# Relative Pronouns



## Jamal31

For the feminine plural relative pronoun, I have come across اللاَّتِيْ ,اللاَّئِيْ ,اللَّوَاْتِيْ. I was wondering which of these is used in classical Arabic, and if more than one, then in what context (i.e. if it is relative to the accusative, nominative, genitive cases, etc.)

I was also wondering the same for the masc. plural relative pronoun الأُلَىْ, and if it is used in Islamic texts or if its use ended during Jahaliyyah.

Oh, and to provide more 'context', a relative pronoun is a a word which is used in reference  to the following word.

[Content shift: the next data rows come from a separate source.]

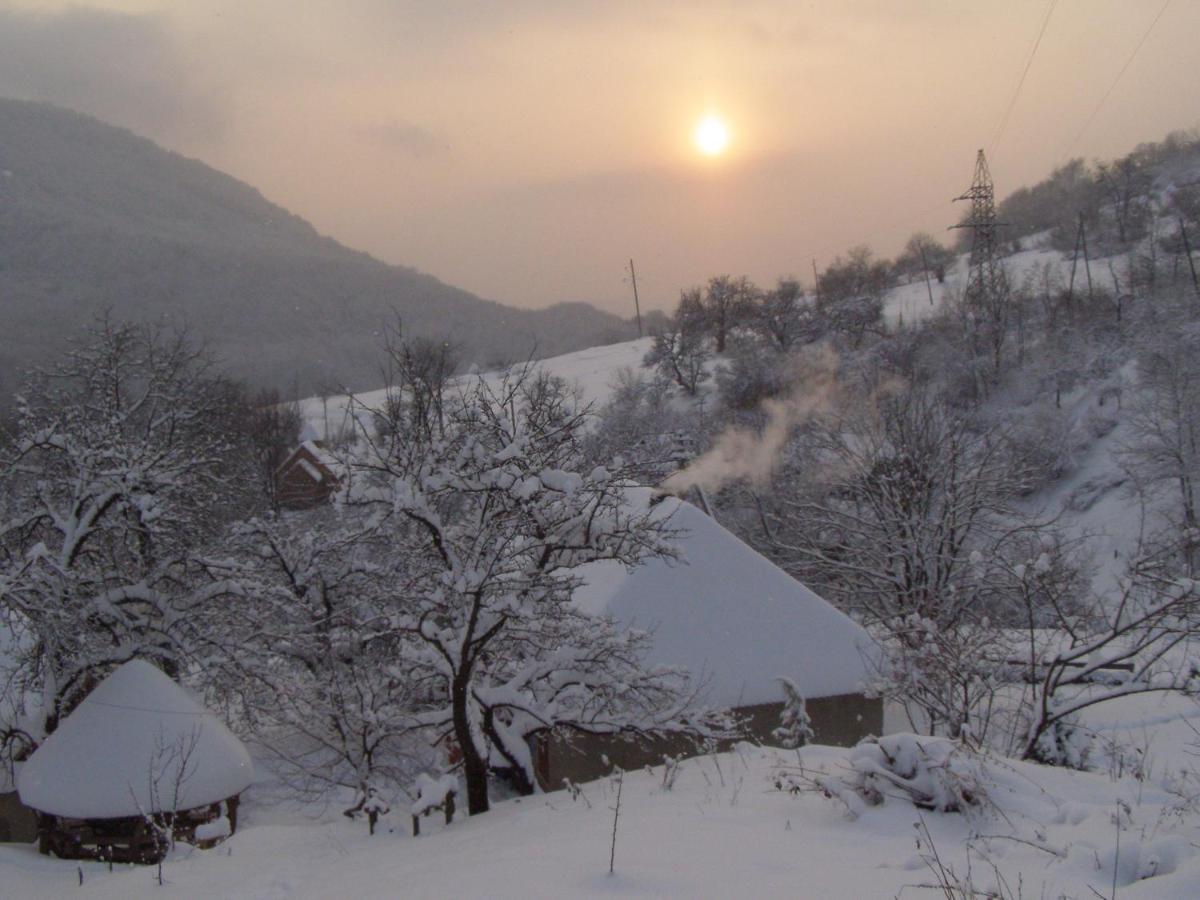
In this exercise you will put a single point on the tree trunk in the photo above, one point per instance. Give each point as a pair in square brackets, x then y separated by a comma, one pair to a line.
[474, 767]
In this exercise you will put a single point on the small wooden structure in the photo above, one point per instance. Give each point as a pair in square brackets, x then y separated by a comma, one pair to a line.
[738, 623]
[307, 478]
[137, 766]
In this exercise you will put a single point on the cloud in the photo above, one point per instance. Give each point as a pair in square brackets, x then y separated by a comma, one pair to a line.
[125, 69]
[406, 138]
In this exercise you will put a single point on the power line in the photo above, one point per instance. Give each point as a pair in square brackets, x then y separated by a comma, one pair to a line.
[1020, 82]
[1115, 82]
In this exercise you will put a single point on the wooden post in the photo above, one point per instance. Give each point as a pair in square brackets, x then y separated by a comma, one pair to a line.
[1187, 249]
[1087, 264]
[637, 305]
[924, 264]
[1074, 259]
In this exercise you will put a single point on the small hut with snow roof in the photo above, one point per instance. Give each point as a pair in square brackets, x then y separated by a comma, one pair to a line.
[735, 619]
[307, 478]
[136, 762]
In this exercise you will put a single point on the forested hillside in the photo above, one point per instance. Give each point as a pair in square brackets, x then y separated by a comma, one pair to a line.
[93, 216]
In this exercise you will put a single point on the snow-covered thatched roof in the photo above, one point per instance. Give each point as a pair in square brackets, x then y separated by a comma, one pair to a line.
[120, 751]
[729, 613]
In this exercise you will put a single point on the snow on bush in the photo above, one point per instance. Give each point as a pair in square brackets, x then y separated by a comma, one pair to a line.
[931, 773]
[432, 792]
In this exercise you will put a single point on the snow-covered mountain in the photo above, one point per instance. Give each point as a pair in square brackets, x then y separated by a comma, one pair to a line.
[93, 216]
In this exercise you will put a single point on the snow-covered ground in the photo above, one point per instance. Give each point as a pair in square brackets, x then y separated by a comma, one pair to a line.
[723, 831]
[591, 371]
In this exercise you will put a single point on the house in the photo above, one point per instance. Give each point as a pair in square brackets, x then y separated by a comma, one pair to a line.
[739, 623]
[137, 762]
[306, 478]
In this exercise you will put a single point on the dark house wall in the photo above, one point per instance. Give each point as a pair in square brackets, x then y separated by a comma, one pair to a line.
[841, 720]
[295, 489]
[18, 823]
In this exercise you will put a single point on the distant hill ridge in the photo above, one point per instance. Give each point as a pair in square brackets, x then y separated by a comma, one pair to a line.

For example الَّذِي خَلَق means "the one who created".

List of some other relative pronouns:

ألَّذِي
ألَّتِي
الَّذَانِ
الَّذَينِ
الَّتَانِ
الَّتَينِ
الَّذِينَ


----------



## akhooha

You might want to take a look at Wright's Arabic Grammar Vol. 1 page 272:




 

Some of the forms you've mentioned above do not seem to show up in Wright's list..


----------



## Matat

اللاتي اللائي اللواتي are all used in Classical Arabic. They're synonyms for the most part (though I'm sure if you really wanted to get picky, you might find some minute distinctions in meaning that only professional linguists would distinguish between). All three can be used in all cases (it's not like the dual relative pronouns).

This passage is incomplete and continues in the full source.